The other route, without all the variables, is to simply have this code be a trigger and nothing else. It tells KBM that an event has happened and KBM takes it from there. Simple, modular, easier to maintain, and with serious workflow benefits.
I complained about the AS development workflow of having to save it as an app and then close the Script Editor so that SE would not also run when I ran the App. Many additional steps every time I altered anything at all in the code. OTOH, if all this code does is trigger KBM, then it can tootle along in the background and I can do all the other querying, processing, and notification steps in KBM, which means that if I change the data displayed in a notification banner, that's it, it will happen that way on the next Space Change, via KBM.
Actually switching back to the previous space
So taking this back all the way to the OP question (the Forum UI keeps asking me, "Has your question been answered?"), the trigger we have now will allow KBM to keep track of all Space Changes, so it can always know what the previous Desktop Space was, by number or name, or whatever. The second part of the question is using that identification to actually do the switch to the new Space. @_jims's Desktop Spaces macros can do that for 16 or fewer spaces.
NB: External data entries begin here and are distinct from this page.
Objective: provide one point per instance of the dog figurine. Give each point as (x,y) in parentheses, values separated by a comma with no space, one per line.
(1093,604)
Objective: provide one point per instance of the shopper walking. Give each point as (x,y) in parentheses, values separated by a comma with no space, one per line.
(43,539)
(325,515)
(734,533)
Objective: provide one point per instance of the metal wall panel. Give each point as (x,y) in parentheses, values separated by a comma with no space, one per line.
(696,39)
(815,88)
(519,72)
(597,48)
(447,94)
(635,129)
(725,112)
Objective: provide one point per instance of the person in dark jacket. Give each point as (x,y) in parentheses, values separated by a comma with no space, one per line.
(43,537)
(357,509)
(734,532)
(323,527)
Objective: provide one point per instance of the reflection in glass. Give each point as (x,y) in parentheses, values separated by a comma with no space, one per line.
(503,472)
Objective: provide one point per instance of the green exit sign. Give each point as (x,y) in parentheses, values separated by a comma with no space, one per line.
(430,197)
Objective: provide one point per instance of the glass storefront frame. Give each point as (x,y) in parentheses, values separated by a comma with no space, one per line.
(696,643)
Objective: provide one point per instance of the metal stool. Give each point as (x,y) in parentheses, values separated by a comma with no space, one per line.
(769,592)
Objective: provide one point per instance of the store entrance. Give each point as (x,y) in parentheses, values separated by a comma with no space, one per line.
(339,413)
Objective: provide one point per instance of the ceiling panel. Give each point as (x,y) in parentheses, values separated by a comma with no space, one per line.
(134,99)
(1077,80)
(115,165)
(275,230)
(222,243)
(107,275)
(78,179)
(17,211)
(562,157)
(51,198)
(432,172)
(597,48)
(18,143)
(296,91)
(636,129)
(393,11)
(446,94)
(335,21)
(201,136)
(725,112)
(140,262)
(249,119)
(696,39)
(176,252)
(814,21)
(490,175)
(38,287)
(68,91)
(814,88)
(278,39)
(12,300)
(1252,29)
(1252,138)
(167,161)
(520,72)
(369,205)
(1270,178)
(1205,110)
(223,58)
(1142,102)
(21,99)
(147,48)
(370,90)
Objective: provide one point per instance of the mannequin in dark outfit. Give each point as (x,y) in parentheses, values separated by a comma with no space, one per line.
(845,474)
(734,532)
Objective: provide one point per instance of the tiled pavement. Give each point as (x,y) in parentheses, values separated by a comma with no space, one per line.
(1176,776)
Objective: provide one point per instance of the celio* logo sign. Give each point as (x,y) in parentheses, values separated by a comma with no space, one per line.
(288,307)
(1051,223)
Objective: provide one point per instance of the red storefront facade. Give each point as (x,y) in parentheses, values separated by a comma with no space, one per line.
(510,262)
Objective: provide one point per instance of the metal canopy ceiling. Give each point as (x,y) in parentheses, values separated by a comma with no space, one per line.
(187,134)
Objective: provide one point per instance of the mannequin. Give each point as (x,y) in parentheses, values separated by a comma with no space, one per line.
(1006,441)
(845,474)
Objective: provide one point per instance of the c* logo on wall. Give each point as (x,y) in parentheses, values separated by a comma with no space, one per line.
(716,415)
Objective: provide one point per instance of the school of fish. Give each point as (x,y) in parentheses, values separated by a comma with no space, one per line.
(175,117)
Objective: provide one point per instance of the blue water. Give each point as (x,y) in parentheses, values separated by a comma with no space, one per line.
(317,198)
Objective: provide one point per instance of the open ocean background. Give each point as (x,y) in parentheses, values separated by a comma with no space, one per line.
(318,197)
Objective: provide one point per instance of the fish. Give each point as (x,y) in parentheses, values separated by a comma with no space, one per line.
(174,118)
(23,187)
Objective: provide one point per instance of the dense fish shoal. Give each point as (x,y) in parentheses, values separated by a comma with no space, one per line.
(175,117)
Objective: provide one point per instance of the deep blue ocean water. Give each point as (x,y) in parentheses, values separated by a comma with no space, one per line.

For me and my purposes, I want to be able to access Desktop 17 through Desktop 21, and there's no hotkeys definable for those. KBM can't simply define a key when there isn't an underlying OS operation, and System Preferences > Keyboard > Shortcuts > Mission Control
only has operations defined for the first 16 Spaces.
I've done lots of research on Stack Overflow and Ask Different, finding threads about Desktop Spaces going back to Exposé. It seems that anyone who gets into this issue agrees that Apple is not supporting it well, support has gotten worse not better, and if it had better support it would be a powerful tool. People want support for more than 16 desktops, they want to be able to name desktops, and they want names to follow the Desktop if you change the order in Mission Control.
All of those were addressed by the CurrentKey app, which works for me, personally, now, but which is no longer available. So I'm still wanting to be able to do those things without relying on CurrentKey.
So far, on Stack Overflow and Ask Different, the state of the art is variations of the method that CurrentKey uses: place an app window on every desktop and use changes of window focus to get the OS to change Desktop Spaces. CK has its own simple app that simply creates windows and hides the windows behind the toolbar. Other SO and AD systems use things like Stickies (but Stickies itself has the downside that on a reboot, all the Sticky windows are collected on Desktop 1).
There had also been some systems that actually did rename the desktops in Mission Control, using code injection, but SIP prevents that, and I'm not willing to turn off SIP just for that.
So my next design decision is whether the Space-identifying app is hidden (like CurrentKey) or is visible, like Stickies (where people often use 72 or 120pt type so that the name of the desktop is visible in Mission Control). Many of my desktops have status or to-do lists on them, so I've also been considering letting the To-Do list be the identifying app.